In the battle between robots and legal experts, I have a stake in both camps. On the one hand, the site we're developing at Tabulaw, tax26.com, relies heavily on automated parsing of tax law information, in order to organize and display it intelligently for professionals.  On the other hand, this endeavor, and everything I have done professionally, require varying levels of expertise in many, usually esoteric, domains.  In fact, when my 5 year old is asked what her parents do, she says that her mom is a teacher and her dad is an expert.  Expert in what, none of us is quite sure.

So it should be no surprise that I am intrigued by the esoteric post about this battle by John Barker of Wolters Kluwer (a large legal publisher and owner of CCH, an information service for tax professionals). Barker argues that CCH's product, backed by legal experts who understand the context of arguments in a tax law case, is better positioned than Google Scholar to provide a meaningful result for professional users. Edward Bryant, one of those experts at CCH, writes on his personal blog that the tradeoff between expertise and automation is foremost a question of money: "(1) is an automated algorithm cheaper and (2) is the accuracy level I get through automation acceptable to my customers"?

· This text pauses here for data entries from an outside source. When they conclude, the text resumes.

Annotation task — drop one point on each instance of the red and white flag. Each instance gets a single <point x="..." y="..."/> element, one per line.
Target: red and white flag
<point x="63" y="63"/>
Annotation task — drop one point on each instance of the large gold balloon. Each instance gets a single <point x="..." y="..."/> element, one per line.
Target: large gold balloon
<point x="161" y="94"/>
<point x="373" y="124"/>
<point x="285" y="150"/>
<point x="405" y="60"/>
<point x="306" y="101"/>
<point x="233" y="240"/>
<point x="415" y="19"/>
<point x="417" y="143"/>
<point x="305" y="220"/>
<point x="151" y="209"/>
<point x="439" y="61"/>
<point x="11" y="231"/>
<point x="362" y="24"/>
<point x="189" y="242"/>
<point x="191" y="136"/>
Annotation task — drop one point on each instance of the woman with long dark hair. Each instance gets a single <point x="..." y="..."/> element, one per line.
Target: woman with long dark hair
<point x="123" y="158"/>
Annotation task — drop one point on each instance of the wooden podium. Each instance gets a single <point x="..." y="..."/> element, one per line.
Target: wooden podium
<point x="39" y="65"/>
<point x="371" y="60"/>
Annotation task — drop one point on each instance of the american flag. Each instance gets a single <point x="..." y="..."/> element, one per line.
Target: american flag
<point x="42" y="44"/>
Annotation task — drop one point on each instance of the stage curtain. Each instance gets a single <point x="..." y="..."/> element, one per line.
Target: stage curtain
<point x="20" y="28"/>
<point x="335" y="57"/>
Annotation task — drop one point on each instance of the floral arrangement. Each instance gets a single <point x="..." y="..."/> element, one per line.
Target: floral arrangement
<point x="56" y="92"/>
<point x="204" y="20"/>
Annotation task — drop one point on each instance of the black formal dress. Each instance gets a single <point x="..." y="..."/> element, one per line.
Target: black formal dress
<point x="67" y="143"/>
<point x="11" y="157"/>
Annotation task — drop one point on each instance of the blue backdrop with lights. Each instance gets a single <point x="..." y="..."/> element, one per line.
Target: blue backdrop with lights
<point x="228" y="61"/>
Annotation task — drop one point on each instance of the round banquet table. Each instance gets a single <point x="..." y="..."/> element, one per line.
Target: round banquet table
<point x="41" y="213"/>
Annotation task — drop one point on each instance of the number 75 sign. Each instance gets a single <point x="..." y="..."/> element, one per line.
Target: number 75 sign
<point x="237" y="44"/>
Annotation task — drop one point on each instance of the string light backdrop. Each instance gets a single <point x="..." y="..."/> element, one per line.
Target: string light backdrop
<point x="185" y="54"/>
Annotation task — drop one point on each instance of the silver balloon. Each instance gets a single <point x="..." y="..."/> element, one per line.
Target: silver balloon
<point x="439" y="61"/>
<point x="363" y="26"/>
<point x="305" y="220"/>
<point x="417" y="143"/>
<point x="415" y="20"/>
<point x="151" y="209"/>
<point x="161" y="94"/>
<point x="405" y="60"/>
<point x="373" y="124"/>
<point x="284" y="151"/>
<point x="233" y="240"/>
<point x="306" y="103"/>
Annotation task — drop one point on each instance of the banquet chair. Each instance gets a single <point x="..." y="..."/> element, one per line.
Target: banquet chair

I have understood these tradeoffs most clearly in discussions with Itai Gurari, formerly of Google Scholar, creator of Tracelaw, and one of the world's experts in automation of caselaw analysis.  What Itai does is really hard, and there aren't many people who can do it: while caselaw has an underlying structure due to its logical place in legal canon, finding that structure is an intrinsically hard problem to automate, because every judge thinks he's a poet, novelist or comedian.  True experts in a given area of caselaw are rare.  Experts who can formalize their knowledge into computer code are even more rare, so automation has a pretty large up-front cost.  And there are many subtleties that automated analysis will miss, no matter how many expert hours went into building it.

Where automation shines --or more broadly, computer assisted information processing-- is in the display and facilitated navigation of information.  Yes, experts' hand-drawn maps have been useful for a very long time, but even the Thomas Guide (remember those) has given way to Google Maps for most uses.

And that's where we're going with tax26.com: the tax map feature is just the tip of the iceberg of what can be done to map the geography of legal information. Not that this will replace experts any time soon, or my 5-year old will have to come up with a new title for me.